Diese Zurückhaltung wird von den im Juni vorgestellten Umfrageergebnissen von Price Waterhouse Coopers zum Thema „BIM in der deutschen Bauindustrie“ bestätigt: Ein Viertel der Unternehmen, die bisher noch nicht mit BIM gearbeitet hatten, planen auch nicht, eine BIM-Strategie in Erwägung zu ziehen. Eine grobe Fahrlässigkeit angesichts des immensen Potenzials. Denn Unternehmen verschließen sich mit dieser Haltung künftig nicht nur den Zugang zu Aufträgen aus öffentlicher Hand, sie verspielen auch ihre Wettbewerbsposition, die sie durch den Einsatz von BIM während der Betriebsphase der von ihnen betreuten Gebäude und Anlagen festigen könnten. Anders diejenigen, die BIM bisher mindestens einmal eingesetzt hatten: Alle Befragten hatten entweder schon eine Strategie für die weitere Nutzung entwickelt oder planen diese.
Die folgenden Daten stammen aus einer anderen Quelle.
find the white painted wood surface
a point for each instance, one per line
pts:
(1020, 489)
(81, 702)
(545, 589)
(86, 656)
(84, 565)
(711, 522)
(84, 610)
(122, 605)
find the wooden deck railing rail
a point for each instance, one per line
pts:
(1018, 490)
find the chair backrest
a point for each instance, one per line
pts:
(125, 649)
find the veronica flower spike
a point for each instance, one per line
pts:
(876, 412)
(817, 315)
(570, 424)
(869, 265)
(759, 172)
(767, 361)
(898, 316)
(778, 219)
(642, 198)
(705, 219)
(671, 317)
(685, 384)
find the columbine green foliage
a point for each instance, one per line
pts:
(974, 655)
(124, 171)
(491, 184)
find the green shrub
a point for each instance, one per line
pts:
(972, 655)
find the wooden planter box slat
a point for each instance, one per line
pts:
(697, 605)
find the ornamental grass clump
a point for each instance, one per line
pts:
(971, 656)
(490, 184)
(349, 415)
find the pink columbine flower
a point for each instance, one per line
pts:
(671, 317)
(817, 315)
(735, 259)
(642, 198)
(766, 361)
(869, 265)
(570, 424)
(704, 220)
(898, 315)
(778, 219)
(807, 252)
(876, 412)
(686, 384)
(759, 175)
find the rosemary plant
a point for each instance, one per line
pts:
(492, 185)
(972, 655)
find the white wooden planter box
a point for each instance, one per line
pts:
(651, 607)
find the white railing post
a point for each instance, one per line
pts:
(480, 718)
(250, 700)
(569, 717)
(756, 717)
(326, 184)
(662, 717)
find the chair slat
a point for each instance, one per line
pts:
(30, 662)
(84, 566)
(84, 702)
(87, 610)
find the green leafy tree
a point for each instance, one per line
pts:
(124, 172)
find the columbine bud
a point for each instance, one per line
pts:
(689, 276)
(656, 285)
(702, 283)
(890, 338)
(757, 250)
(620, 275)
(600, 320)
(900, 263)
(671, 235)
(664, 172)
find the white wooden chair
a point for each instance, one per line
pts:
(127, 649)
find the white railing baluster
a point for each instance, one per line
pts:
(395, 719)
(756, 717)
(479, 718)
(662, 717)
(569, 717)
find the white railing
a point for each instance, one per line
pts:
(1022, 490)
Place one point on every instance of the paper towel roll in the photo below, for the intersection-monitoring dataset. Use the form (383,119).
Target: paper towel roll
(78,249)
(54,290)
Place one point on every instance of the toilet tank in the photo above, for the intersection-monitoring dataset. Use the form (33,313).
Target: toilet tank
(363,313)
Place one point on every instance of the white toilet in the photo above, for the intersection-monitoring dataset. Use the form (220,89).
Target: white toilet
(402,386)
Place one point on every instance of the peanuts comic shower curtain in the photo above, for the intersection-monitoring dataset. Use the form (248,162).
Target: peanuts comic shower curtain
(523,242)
Eine weitere ernüchternde Erkenntnis aus Kundenumfragen von Schneider Electric liegt darin, dass BIM überwiegend immer noch als reines Planungstool verstanden wird. Doch besonders bei der Inbetriebnahme und dem Betreiben bzw. Pflegen des Gebäudebestands oder der Anlagen kann BIM die Effizienz von Serviceleistungen steigern: Wartungs- und Reparaturzeiten verkürzen sich durch eine eindeutige, sofort verfügbare datenbankbasierte und gewerkeübergreifende Dokumentation von Komponenten und Materialien. Stillstandzeiten verringern sich, Produktivität und Rentabilität steigt. Wird das Gebäude oder die Produktionsanlage dann am Ende des Lebenszyklus nach 30 bis 40 Jahren zurückgebaut oder abgerissen, ist BIM selbst für das Abbruchunternehmen von großer Bedeutung: Die Identifizierung von beispielsweise chemischen Zusammensetzungen der Materialien und ihre Entsorgungsvorschriften sind jederzeit verfügbar und – besonders Letztere – immer aktuell. Das vermeidet kostspielige Recherchen und gesetzliche Unsicherheiten. Das effektive Leistungsvermögen von Building Information Modeling ist also neben der Planungs- vor allem in der Betriebsphase für Betreiber, Facility Manager oder auch Abbruchunternehmen ein Ressourcen- und kostensparendes Tool.